Giant Bomb Review55 Comments
Castle Crashers Review4
by Ryan Davis on
Technical hiccups can't keep The Behemoth from sieging my heart!
The setup is straightforward enough, with players taking on the role of one of four Crayola-colored knights slicing their way through armies of goblins, demons, skeletons, and the occasional screen-filling boss monster to recover a bunch of princesses and a gigantic magical stone from an evil wizard. What keeps it all from being some tired-ass Dungeons & Dragons knock-off is the colorful art of The Behemoth's Dan Paladin and an absurd and unapologetically puerile sense of humor. Oversized treasure chests fall from the sky accompanied by cheesy techno, terrified deer rocket across the screen from the sheer force of their uncontrollable bowel movements, and when little yellow aliens show up halfway through the game, it's pleasantly unsurprising. The ending alone, which reminded me of Amped 3 in a free-association kind of way, is worth playing through the game to see.

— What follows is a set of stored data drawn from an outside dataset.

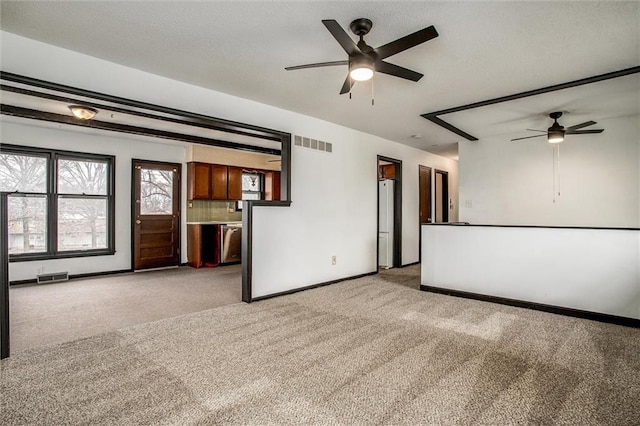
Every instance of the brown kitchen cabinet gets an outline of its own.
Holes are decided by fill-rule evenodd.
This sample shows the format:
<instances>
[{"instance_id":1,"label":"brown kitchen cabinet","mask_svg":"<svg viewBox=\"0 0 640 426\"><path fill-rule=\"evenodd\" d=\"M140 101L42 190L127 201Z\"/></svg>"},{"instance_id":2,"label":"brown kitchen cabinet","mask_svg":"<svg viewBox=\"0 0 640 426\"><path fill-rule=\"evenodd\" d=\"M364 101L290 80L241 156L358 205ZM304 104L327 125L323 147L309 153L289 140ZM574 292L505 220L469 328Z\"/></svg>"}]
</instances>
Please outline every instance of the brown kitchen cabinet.
<instances>
[{"instance_id":1,"label":"brown kitchen cabinet","mask_svg":"<svg viewBox=\"0 0 640 426\"><path fill-rule=\"evenodd\" d=\"M211 167L211 200L229 200L227 184L229 182L228 167L210 164Z\"/></svg>"},{"instance_id":2,"label":"brown kitchen cabinet","mask_svg":"<svg viewBox=\"0 0 640 426\"><path fill-rule=\"evenodd\" d=\"M228 169L221 164L187 163L187 198L189 200L230 200ZM240 172L242 182L242 171ZM241 191L242 193L242 188Z\"/></svg>"},{"instance_id":3,"label":"brown kitchen cabinet","mask_svg":"<svg viewBox=\"0 0 640 426\"><path fill-rule=\"evenodd\" d=\"M187 164L187 196L190 200L209 200L211 197L211 167L206 163Z\"/></svg>"},{"instance_id":4,"label":"brown kitchen cabinet","mask_svg":"<svg viewBox=\"0 0 640 426\"><path fill-rule=\"evenodd\" d=\"M187 225L187 265L202 267L202 225Z\"/></svg>"},{"instance_id":5,"label":"brown kitchen cabinet","mask_svg":"<svg viewBox=\"0 0 640 426\"><path fill-rule=\"evenodd\" d=\"M264 199L280 200L280 172L264 174Z\"/></svg>"},{"instance_id":6,"label":"brown kitchen cabinet","mask_svg":"<svg viewBox=\"0 0 640 426\"><path fill-rule=\"evenodd\" d=\"M219 225L187 225L187 265L192 268L217 266L220 263Z\"/></svg>"},{"instance_id":7,"label":"brown kitchen cabinet","mask_svg":"<svg viewBox=\"0 0 640 426\"><path fill-rule=\"evenodd\" d=\"M227 200L242 200L242 168L227 167Z\"/></svg>"},{"instance_id":8,"label":"brown kitchen cabinet","mask_svg":"<svg viewBox=\"0 0 640 426\"><path fill-rule=\"evenodd\" d=\"M394 164L384 164L378 166L378 179L395 179L396 166Z\"/></svg>"},{"instance_id":9,"label":"brown kitchen cabinet","mask_svg":"<svg viewBox=\"0 0 640 426\"><path fill-rule=\"evenodd\" d=\"M280 200L280 172L264 171L264 199ZM242 167L187 163L189 200L242 200Z\"/></svg>"}]
</instances>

As much theoretical fondness as there is for old-school beat-'em-ups, there's a reason those games fell out of favor--hitting one button for hours on end is straight-up boring. There's an inherent repetition to Castle Crashers, but the game mitigates this problem in a number of clever ways. In addition to the two basic attack buttons that can be strung together into multi-hit combos, each knight has its own elemental magic attack to blast enemies with. Figuring out the right attacks for the different enemies keeps things interesting, and you can do lots of crazy air-juggle moves which, when executed correctly, allow you to take out a number of enemies without touching the ground.

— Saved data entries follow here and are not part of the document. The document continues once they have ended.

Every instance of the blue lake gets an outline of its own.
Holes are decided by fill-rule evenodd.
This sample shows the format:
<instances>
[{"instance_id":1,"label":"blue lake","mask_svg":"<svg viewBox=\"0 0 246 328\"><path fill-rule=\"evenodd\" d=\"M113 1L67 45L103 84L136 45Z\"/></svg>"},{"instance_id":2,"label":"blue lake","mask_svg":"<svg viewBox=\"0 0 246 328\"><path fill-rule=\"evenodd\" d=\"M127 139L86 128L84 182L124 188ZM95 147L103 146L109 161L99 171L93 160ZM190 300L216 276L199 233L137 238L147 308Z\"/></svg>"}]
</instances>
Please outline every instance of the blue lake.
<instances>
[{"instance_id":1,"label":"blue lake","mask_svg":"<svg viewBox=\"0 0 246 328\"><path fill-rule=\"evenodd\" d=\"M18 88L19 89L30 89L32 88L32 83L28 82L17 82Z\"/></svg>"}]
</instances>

Though you can carry up to five health potions, the game only allows you one life per level, and there are definitely encounters that you'll be lucky to walk away from on your first try. While this could've been a recipe for massive frustration, there's a light RPG element that balances out the difficulty, rewarding you with new attacks and the ability to customize the strength, magic, defense, and agility of your knight. You can also revisit levels that you've already played, so if you're having trouble getting through a certain section, you can fall back and grind a few levels out on an earlier stage.
You'll find weapons on enemies and in stores that confer various combat bonuses, as well as animal orbs--essentially plushy animals whose effects range from increasing how fast you gain experience to helping you find secret items in the environment. Their effect on the actual gameplay isn't overly obvious, but I really appreciate the way they just indifferently float along behind you as you wreak mayhem. These features let the game go on for longer than you might expect from an arcade-style game like this, and it took me a good five or six hours to get to the end credits.

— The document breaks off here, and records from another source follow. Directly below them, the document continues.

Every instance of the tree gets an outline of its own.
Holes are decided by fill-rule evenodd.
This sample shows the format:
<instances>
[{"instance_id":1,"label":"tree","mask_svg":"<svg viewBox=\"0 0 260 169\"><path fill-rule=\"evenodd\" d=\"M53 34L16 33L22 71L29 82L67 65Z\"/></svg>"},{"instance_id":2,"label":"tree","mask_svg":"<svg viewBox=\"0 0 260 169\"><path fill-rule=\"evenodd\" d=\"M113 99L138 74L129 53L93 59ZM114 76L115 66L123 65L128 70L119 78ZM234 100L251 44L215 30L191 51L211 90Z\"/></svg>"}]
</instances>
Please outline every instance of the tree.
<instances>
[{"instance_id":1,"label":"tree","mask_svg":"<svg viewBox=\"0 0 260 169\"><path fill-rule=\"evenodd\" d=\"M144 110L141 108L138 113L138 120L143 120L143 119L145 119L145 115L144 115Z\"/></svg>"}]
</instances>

Any progress you make works seamlessly between the single- and multiplayer modes in Castle Crashers, though unfortunately, the online mode barely works at all, with rampant disconnects being a major problem. I also found that when playing with the full four players, Castle Crashers can be a bit too chaotic for its own good, and it ended up obscuring much of the complexity I enjoyed in the single-player game. The multiplayer isn't inherently bad, but I definitely found there to be diminishing returns as more players were added.
There's also a well-known bug in Castle Crashers that can annihilate any of your character progress, something I experienced firsthand. The Behemoth has stated that a title update is forthcoming, though a date hasn't yet been given, so until then, buyer beware. Despite these problems, and the game's higher-than-average $15 price tag, I thoroughly enjoyed Castle Crashers, though they also keep me from recommending the game as wholeheartedly as I'd like to.